Good morning and welcome to summer. In honor of the Frankie Valli’s favorite season, we were going to look at six of my favorite beaches along the central coast. But the weather gods have been unusually active and the skies have been lit up around Monterey Bay. Here’s what’s gone down and or should I say gone up in smoke.
Around 2:30 pm on Friday I noticed some huge plumes of smoke in the sky. Since there was no Doobie Brothers concert scheduled that afternoon I immediately went on photo alert. It was an extremely hot afternoon-it seemed a little bit like earthquake weather as major smoke was billowing into the sky. It was somewhat surreal and horrific as I had just shot another major blaze the week before. I took the first photo from the wharf while at the time not knowing where the fire was blazing. All I knew is that somewhere people and animals were probably panicking. I later learned the flames forced the closing of a 5-mile stretch of Highway 1 creating even more chaos for residents in the area.
Out on the wharf I ran into a policeman I knew and he said the word on the street was that someone had deliberately set five different fires. My first thought was, what is this kind of evil doing in our golden state? We are in the midst of a horrible drought here on the central coast and haven’t had any rain since April 23. The ground and brush were dryer than a sports bar in Salt Lake City on a Saturday night. On May 22, a fire broke out in Corralitos which torched 4,270 acres and destroyed 35 homes. The cost of fighting that fire was $16 million. Then on June 11, a 520 acre blaze destroyed 3 homes and cost the state another $5 million to extinguish. And more fires were started by lightning on Saturday but that’s a subject we’ll take a look at on Wednesday.
Reports were that someone had witnessed a motorcyclist setting spot fires in four or five areas about 20 feet apart along Highway 1. Those small fires erupted into hundreds of acres within hours, racing up the hillsides, leaving panicked residents little time to collect their belongings and get out and leaving animals trapped with no way out. By this time, more than 600 firefighters had poured into the region. Meanwhile, temperatures were hitting a record 105 in Watsonville near where the fire was centered as the high heat, low humidity and lack of rain contributed to the fast moving blaze.
But luckily, thanks to numerous aircraft attacking the fire, from fixed-wing planes dropping retardant to helicopters dropping water, firefighters were able to control the blaze. But not without cost. This was a disaster for both humans and animals. Anxiety, shock, fear-these are just some of the emotions that go along with these tragedies when people lose their homes. Overall, the fire is out but it burned 630 acres and the loss of pets and homes in still smoldering in our south county.

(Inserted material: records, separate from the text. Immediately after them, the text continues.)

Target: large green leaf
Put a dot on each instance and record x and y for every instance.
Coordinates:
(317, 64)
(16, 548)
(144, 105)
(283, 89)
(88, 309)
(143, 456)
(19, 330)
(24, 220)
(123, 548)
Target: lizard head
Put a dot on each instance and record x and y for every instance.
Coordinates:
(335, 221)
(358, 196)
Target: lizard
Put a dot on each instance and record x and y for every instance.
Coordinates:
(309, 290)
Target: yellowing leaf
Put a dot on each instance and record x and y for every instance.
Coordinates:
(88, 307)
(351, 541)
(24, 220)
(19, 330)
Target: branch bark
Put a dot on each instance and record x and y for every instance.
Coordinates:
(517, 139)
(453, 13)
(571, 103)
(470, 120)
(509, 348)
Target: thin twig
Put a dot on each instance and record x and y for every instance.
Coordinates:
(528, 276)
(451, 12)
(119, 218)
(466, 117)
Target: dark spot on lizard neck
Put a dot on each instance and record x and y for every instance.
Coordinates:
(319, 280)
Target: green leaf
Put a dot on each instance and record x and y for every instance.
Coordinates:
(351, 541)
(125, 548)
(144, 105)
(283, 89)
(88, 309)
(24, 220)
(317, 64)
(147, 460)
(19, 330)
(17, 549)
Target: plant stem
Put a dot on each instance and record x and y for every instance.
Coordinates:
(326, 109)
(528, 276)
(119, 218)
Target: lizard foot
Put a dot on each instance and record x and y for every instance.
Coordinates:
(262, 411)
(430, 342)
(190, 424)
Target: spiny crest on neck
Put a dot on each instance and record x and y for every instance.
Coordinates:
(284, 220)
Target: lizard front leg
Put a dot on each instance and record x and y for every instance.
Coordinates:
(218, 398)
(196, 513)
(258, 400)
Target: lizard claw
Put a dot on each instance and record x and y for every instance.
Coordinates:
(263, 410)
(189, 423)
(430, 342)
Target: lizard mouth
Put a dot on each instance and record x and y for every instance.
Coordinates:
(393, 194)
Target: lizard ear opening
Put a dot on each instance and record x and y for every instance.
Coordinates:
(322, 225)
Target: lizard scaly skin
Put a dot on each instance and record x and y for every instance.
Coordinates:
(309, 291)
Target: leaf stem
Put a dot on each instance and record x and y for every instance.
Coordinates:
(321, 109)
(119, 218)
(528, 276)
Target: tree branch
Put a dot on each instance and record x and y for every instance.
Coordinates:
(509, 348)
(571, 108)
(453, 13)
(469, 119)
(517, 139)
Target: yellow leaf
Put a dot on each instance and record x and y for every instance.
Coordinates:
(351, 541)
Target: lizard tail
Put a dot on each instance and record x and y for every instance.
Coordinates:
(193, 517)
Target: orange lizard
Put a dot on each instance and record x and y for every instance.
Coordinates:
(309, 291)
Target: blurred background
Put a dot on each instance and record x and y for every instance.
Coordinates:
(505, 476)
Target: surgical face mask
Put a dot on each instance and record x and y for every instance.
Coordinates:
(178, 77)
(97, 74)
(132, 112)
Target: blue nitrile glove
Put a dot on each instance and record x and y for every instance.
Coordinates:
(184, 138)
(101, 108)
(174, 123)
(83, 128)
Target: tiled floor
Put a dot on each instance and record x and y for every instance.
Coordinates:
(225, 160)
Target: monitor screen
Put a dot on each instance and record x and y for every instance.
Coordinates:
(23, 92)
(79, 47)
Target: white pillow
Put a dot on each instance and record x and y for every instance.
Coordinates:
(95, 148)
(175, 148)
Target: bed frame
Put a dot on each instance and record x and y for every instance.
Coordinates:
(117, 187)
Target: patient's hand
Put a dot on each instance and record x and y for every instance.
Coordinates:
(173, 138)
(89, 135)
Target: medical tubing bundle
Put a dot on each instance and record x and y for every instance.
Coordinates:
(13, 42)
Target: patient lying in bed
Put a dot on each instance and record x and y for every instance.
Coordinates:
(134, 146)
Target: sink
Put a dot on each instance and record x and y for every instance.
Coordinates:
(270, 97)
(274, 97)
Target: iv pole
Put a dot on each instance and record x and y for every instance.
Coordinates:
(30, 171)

It’s been a tad on the warm side as the thermometer hit 102 on Friday. I don’t want to say it was hot this day but I was sweating like Bear Stearns executive. It was so hot that I saw a dog chasing a cat and they were both walking. That’s in comparison to last week when it was so windy that I saw Siamese twins looking for one another. Anyway, the all-time record for the warmest day in Santa Cruz was set back on September 7, 1904 when the thermometer hit 108 degrees.
So with any luck that’s our final look at any smoke on the water for this summer season. Coming up on Wednesday we’ll take a look at the very unusual weather that followed on Saturday. Oh, and by the way, the cormorant eggs have hatched along West Cliff and the proud parents and now sitting on the little ones. We’ll check our those youngsters on Friday. So have a magnificent Monday and enjoy the summer mode. Aloha, Tiger Woods fans.